All carriages also have a Samovar - a hot water boiler - which is kept constantly boiling, enabling you to make tea, coffee, instant noodles, etc. Provodniks can also sell you tea and normally also some noodles, light snacks and beer.
To avoid problems across so many time zones, within Russia all trains run on Moscow time, not local time. Thus, when you cross from China to Russia on the Trans-Manchurian, you are confronted with a clock saying 2:00am, when it is actually closer to 10:00am in reality. It is easy to get confused if you try and constantly convert between the two (and as you cross more zones) so you should also work on Moscow time.
As all toilets empty directly onto the tracks below, toilets get locked anywhere between 90 and 30 minutes and before reaching major cities and are only opened again the corresponding time after departure. Occassionally, you will be able to get access to a toilet if you ask very nicely, but don't count on it, and also pay attention to both the train and toilet schedules (posted in each carriage) to ensure you don't get caught short.

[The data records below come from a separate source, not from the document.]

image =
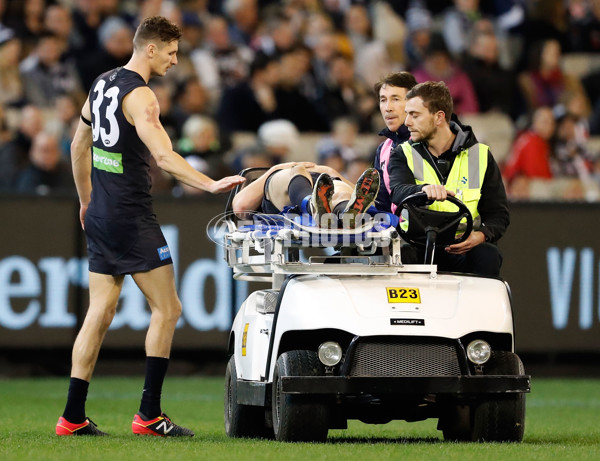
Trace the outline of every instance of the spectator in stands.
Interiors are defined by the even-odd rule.
[[[569,0],[570,50],[582,53],[600,52],[600,2]]]
[[[40,36],[35,53],[20,66],[25,99],[40,107],[52,107],[60,94],[83,94],[75,64],[61,61],[60,41],[45,32]]]
[[[61,156],[71,159],[71,141],[79,121],[79,108],[82,102],[75,96],[63,94],[56,97],[52,108],[54,116],[48,120],[46,130],[56,137]]]
[[[371,162],[363,157],[356,157],[348,162],[344,177],[351,183],[358,182],[360,176],[371,166]]]
[[[183,124],[190,116],[208,113],[208,95],[200,81],[194,76],[177,85],[175,101],[170,116],[175,122],[177,136],[180,137],[183,132]]]
[[[561,47],[557,40],[537,42],[531,53],[529,70],[518,77],[529,111],[540,106],[554,107],[567,91],[585,95],[579,79],[562,71]]]
[[[319,142],[316,149],[319,165],[328,166],[336,171],[346,171],[346,160],[342,157],[342,147],[339,144],[327,139]]]
[[[33,138],[44,128],[42,111],[32,105],[23,107],[14,137],[0,147],[0,190],[10,191],[15,179],[29,162]]]
[[[473,83],[480,112],[499,111],[517,118],[517,78],[514,72],[500,67],[498,39],[493,32],[476,30],[472,34],[463,69]]]
[[[298,44],[297,27],[278,5],[268,7],[265,15],[259,27],[262,33],[253,40],[252,45],[257,52],[281,56]]]
[[[590,178],[592,157],[585,141],[578,139],[577,118],[570,113],[556,120],[550,164],[556,178],[577,178],[581,181],[588,181]]]
[[[323,95],[323,104],[330,120],[352,116],[359,131],[371,132],[377,102],[367,85],[356,78],[351,58],[337,55],[331,62],[331,80]]]
[[[555,126],[552,109],[540,107],[533,113],[530,128],[517,136],[502,172],[509,194],[526,188],[529,179],[552,178],[550,139]]]
[[[443,81],[454,100],[454,112],[457,115],[479,112],[479,103],[468,75],[453,59],[444,39],[439,35],[431,37],[423,65],[413,75],[417,82]]]
[[[19,106],[25,93],[19,74],[21,41],[12,29],[0,29],[0,104]]]
[[[190,53],[190,60],[208,91],[211,106],[218,105],[223,88],[239,85],[247,78],[253,57],[250,48],[233,45],[225,18],[214,16],[208,21],[204,44]]]
[[[317,144],[317,149],[320,149],[321,146],[326,148],[327,145],[335,145],[344,161],[349,162],[364,154],[364,152],[359,152],[357,147],[358,134],[356,119],[349,116],[336,118],[332,122],[331,135],[321,139]],[[343,169],[338,171],[343,171]]]
[[[346,18],[356,23],[348,26],[354,49],[354,73],[369,88],[382,75],[406,67],[404,44],[407,35],[403,19],[388,4],[374,4],[371,17],[361,5],[352,6],[346,11]]]
[[[256,144],[235,154],[231,169],[239,172],[251,167],[270,168],[287,161],[300,141],[298,129],[289,120],[271,120],[258,129]]]
[[[45,0],[22,0],[13,2],[14,15],[7,18],[7,26],[14,29],[23,44],[23,56],[28,56],[37,47],[44,32]]]
[[[223,13],[229,19],[229,35],[238,45],[250,46],[258,25],[257,0],[225,0]]]
[[[250,65],[250,78],[226,88],[217,112],[222,130],[252,131],[275,118],[275,87],[279,82],[279,61],[259,53]]]
[[[179,140],[178,152],[196,170],[210,174],[217,180],[232,174],[224,161],[224,152],[219,142],[219,128],[208,116],[192,115],[186,120],[183,125],[183,138]],[[185,194],[202,193],[183,183],[179,186]]]
[[[443,13],[443,34],[446,46],[455,58],[469,48],[469,37],[476,21],[482,18],[479,0],[454,0]]]
[[[38,133],[29,152],[29,165],[17,177],[15,191],[48,195],[74,192],[69,163],[61,158],[58,140],[46,132]]]
[[[432,36],[433,19],[429,10],[412,7],[406,12],[408,35],[404,43],[407,69],[413,70],[425,60]]]
[[[175,89],[164,78],[150,81],[149,86],[154,91],[160,107],[160,122],[169,137],[173,140],[177,139],[179,135],[176,117],[173,113]]]
[[[365,45],[373,40],[373,28],[367,7],[361,4],[350,5],[344,15],[344,25],[354,54],[360,54]]]
[[[73,19],[68,7],[60,4],[48,6],[44,14],[44,28],[58,39],[61,56],[74,56],[78,37],[73,33]]]
[[[107,18],[98,29],[100,50],[79,61],[79,75],[86,91],[101,73],[124,66],[133,52],[133,30],[119,17]]]
[[[294,48],[286,51],[281,55],[280,64],[279,82],[275,89],[277,118],[291,121],[301,132],[328,131],[328,117],[302,92],[303,79],[310,66],[304,50]]]
[[[522,37],[521,59],[517,65],[520,70],[527,69],[531,61],[533,48],[540,41],[556,40],[560,48],[569,51],[568,14],[564,0],[536,0],[524,2],[526,16],[519,28]]]

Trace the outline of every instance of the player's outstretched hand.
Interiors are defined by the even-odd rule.
[[[211,194],[222,194],[223,192],[230,191],[238,184],[242,184],[245,180],[246,178],[241,176],[227,176],[213,182],[208,191]]]

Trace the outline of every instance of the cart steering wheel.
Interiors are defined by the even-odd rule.
[[[464,242],[473,230],[473,216],[467,206],[451,195],[448,195],[446,200],[456,205],[458,209],[456,211],[430,210],[427,207],[434,201],[429,200],[425,192],[417,192],[406,197],[396,210],[398,215],[403,210],[408,212],[408,229],[398,226],[400,236],[410,244],[425,246],[426,260],[436,246],[445,247]],[[464,232],[457,237],[458,226],[464,220],[466,220],[466,223],[462,223],[466,225]]]

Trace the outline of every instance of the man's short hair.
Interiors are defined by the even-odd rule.
[[[454,102],[450,95],[450,90],[444,82],[423,82],[415,85],[408,93],[406,99],[420,97],[423,105],[435,114],[437,111],[443,111],[446,121],[450,123]]]
[[[141,49],[152,41],[171,43],[179,39],[181,39],[179,26],[162,16],[151,16],[138,26],[133,37],[133,46],[135,49]]]
[[[392,72],[375,83],[373,90],[375,91],[375,96],[379,97],[379,91],[383,85],[397,86],[398,88],[410,90],[416,84],[417,80],[410,72]]]

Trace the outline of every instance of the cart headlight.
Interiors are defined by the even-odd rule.
[[[333,367],[342,360],[342,348],[333,341],[326,341],[319,346],[319,360],[326,367]]]
[[[490,359],[492,348],[483,339],[471,341],[467,346],[467,357],[475,365],[483,365]]]

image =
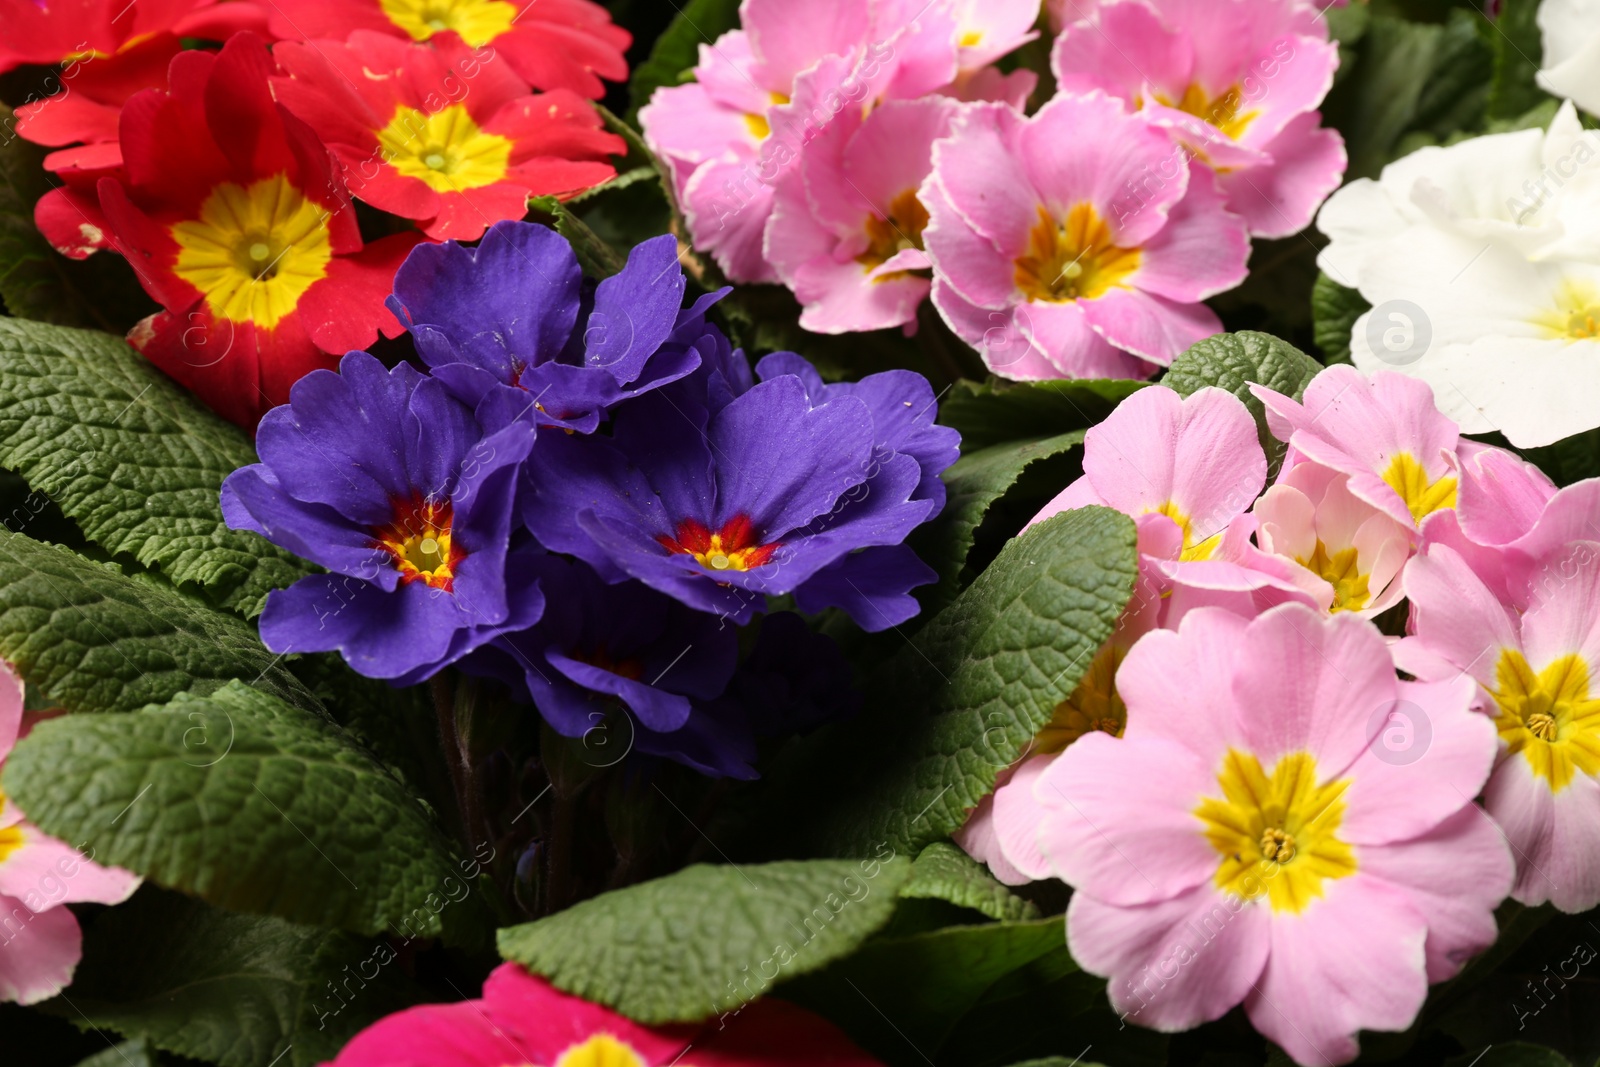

Do not exist! Washing all needs to take place using the basins in the bathrooms in each carriage. There are holes on the floor of bathrooms to allow water to escape, so it is no problem throwing water over yourself.
There is occassionally a power point in the centre of each carriage for the use of charging mobile phones, MP3 players, etc. There are also power points at each end and in the Provodniks compartment, but these are usually turned off except when the Provodniks are using them. Many will charge things for you if you ask nicely, though you often have to pay small amounts, and some refuse access to electricity for any passengers. The restaurant car is another possibility.